El retorno de lo hispano.

La búsqueda hacia Lo argentino tomará el camino de la

valorización de una supuesta “tradición”, que antepone la

figura del gaucho, del interior (la patria vieja y heroica

de poetas y guerreros), en el criollismo, en la

desbarbarización del pasado federal y provinciano.

Lo particular del proceso es que dos maneras de entender

lo argentino se cruzaran y serán muchas veces impulsadas, en

esta etapa, por los mismos intelectuales. Es decir que

veremos figuras que por un lado serán firmes defensoras de

los valores de la modernización, y que por otro empiezan a

transitar por la senda de la recuperación de una “esencia

nacional” perdida en ese proceso.

Pero los intelectuales nacionalistas del centenario irán

abandonando esta situación de colage, para ubicarse en un

camino crítico al proceso de modernización, en donde los

valores serán invertidos, y la senda civilizatoria recusada

desde el termino “cultura”. Los nuevos argentinos han

conseguido civilización, acumulación, pero han perdido su

cultura, que resiste valerosa en el interior olvidado.

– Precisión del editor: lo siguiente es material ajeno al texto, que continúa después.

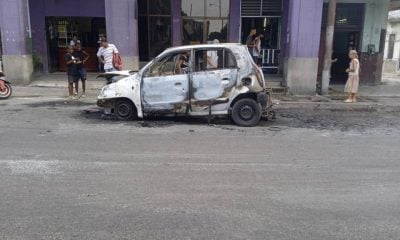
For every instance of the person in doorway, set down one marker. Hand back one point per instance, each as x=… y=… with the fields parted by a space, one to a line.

Desde aquí un ámbito rural (el interior) ya despojado del

mote de barbarie será visto como el lugar de recomposición

de una sociedad que ha perdido su norte, su destino, sus

virtudes. Toda una inversión de la programática

sarmientina.

Tres nuevos enemigos deletreará el nacionalismo del

centenario: el sufragio universal, el cosmopolitismo, y la ciudad

perversa, serán los grandes problemas a vencer. Y la

educación será otra vez la herramienta idónea, pero a

diferencia de los intelectuales positivistas, o los

cruzados por el positivismo y el modernismo, los

nacionalistas del centenario poseerán un nacionalismo

distintivo, portador de un espíritu particular, de una raza

interpretada en términos culturales, no biológicos, que

reniega de valores universales, todos inspirados en la idea

de nación de la Revolución Francesa. Es decir que este

nuevo nacionalismo insiste en que hay valores puramente

argentinos, que lo constituyen, y que deben ser rescatados:

el hispanismo, el legado colonial, y la reencontrada figura

de Rosas. Estos serán los contenidos a difundir con la

educación, que sostendrá batallas en un nuevo campo: la

lengua. Los nacionalistas del centenario ven con claridad

el valor simbólico del habla cotidiana, a la que ven

amenazada por el cocoliche de los italianos.

El retorno del legado español reinventa el vínculo con

España, que de ahora en más será la madre patria. No es

casual que pocos años después, el gobierno de Hipólito

Yrigoyen instale la festividad del 12 de octubre como día

de la raza. Es decir, los argentinos han aceptado

simbólicamente una maternidad legitima en la ex metrópoli,

algo que hubiera sido inaceptable para la generación del

’37, o para la de la organización nacional, cuyo núcleo

programático consistía precisamente en la pronta

desarticulación del legado colonial hispano. Las figuras

del regenracionismo español dan la impronta para soñar un

regeneracionismo argentino. Esa es una de las principales

empresas del nacionalismo cultural del centenario.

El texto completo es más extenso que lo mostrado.